0

I have a large sales dataset (> 1 M rows) that contains 2 columns:

  • Client_ID
  • Purchase_Date

Client ID often repeats.

For each row, I would like to calculate "How many times has the client purchased in the last 30 days."

  • Client_ID
  • Purchase_Date
  • Freq_Last_30_Days

Currently, I loop through each row and do a nrow() count using the following criteria:

data$Client_ID == data$Client_ID[i]
data$Purchase_Date < data$Purchase_Date[i]
data$Purchase_Date >= data$Purchase_Date[i] - 30

Given the database size, this is taking over hours to do.
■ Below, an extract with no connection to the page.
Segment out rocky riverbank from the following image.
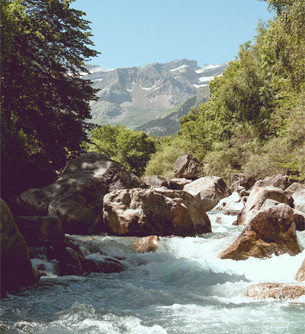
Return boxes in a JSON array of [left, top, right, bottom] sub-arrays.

Is there a more efficient way of finding the frequency without using a for loop?

1 Answers1

0

You could use sapply instead of a for loop, but probably is still slow (but worth a try). dplyr's filter will be a little faster than base R's [] method as well.

For example,

dfr <- data.frame(Client_ID = sample(letters[1:15], 100, replace=TRUE), 
              Date=seq.Date(as.Date("2016-11-1"), length=100, by="1 day"))

row_fun <- function(i){
  subs <- dfr[dfr$Date > dfr$Date[i] - 30 & dfr$Date < dfr$Date[i],]
  sum(subs$Client_ID == dfr$Client_ID[i])
}
dfr$Freq_Last_30_Days <- sapply(1:nrow(dfr), row_fun)
Remko Duursma
  • 2,741
  • 17
  • 24